Les ploucs le saluent bien

« Hein ? mais non je ne l’ai pas dit ». Dans le célèbre sketch du Schmilblick de Coluche, son comparse, Martin Lamotte jouant le rôle de Guy Lux, s’exclame : « je vous rappelle que le schmilblick est un œuf, et un œuf ne fait pas de politique, voyons », avant de rectifier sans sourciller. C’est à peu près la mésaventure qui est arrivée à Nicolas Sarkozy qui aurait déclaré en « off » que son électorat, c’étaient des ploucs. Une information publiée dans l’Obs, reprise dans de nombreux médias et démentie par l’entourage du candidat.

Les propos ayant été tenus lors d’un déjeuner avec des journalistes de l’AFP, l’agence s’est fendue « spontanément » d’une lettre d’excuses tellement alambiquée qu’un doute subsiste largement. Le président de l’AFP regrette que la règle de confidentialité n’ait pas été respectée et que les propos aient été « mal rapportés » et sortis de leur contexte. Ah ! le fameux contexte, ce pelé, ce galeux, qui déforme systématiquement la pensée des politiques. Selon la défense, ce sont les adversaires de Sarkozy qui affirment qu’il est soutenu par des ploucs. Mouais. Une manière de reconnaitre implicitement la petite phrase tout en essayant de la désamorcer. Le problème de Sarkozy, c’est que cette opinion est très plausible après le « casse-toi, pauv’con » prononcé en public, celui-là. On peut même trouver son langage très châtié par rapport à sa vulgarité habituelle. Il aurait pu parler de bouseux, par exemple, que ça n’aurait surpris personne.

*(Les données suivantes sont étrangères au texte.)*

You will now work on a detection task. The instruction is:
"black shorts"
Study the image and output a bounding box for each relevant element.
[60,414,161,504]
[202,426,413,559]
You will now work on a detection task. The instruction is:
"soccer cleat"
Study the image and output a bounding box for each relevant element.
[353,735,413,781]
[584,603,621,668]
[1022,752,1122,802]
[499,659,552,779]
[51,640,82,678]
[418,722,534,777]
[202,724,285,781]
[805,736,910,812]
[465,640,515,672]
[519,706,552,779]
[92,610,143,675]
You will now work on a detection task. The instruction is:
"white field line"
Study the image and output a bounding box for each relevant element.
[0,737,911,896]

Cette histoire n’est pas sans rappeler le scénario d’un film d’Elia Kazan, « un homme dans la foule » dans lequel le présentateur vedette d’une émission populiste se trahit et se discrédite en exprimant tout son mépris pour la populace qui le soutient en oubliant que son micro est encore ouvert. C’est un peu ce qui est arrivé à Donald Trump avec la diffusion de ses propos sexistes et méprisants à l’égard des femmes. L’AFP s’excuse, à tort, d’avoir laissé filtrer des déclarations faites hors de la campagne officielle. C’est oublier que le « off » n’existe plus, et depuis longtemps. Les politiques eux-mêmes utilisent ces contacts informels avec les journalistes pour balancer des informations ou tester des petites phrases assassines sur leurs adversaires, en sachant très bien que ce sera repris. C’est un jeu pervers qui ressemble à celui auquel se livrent les people avec les journaux à scandale. D’un côté, ils s’en servent et parfois monnayent leur complicité dans des reportages et des photos soi-disant volées, de l’autre, ils les poursuivent en justice quand le résultat ne leur convient pas. J’espère que les ploucs sauront se souvenir et réserver à Nicolas Sarkozy la fantasia qu’il mérite.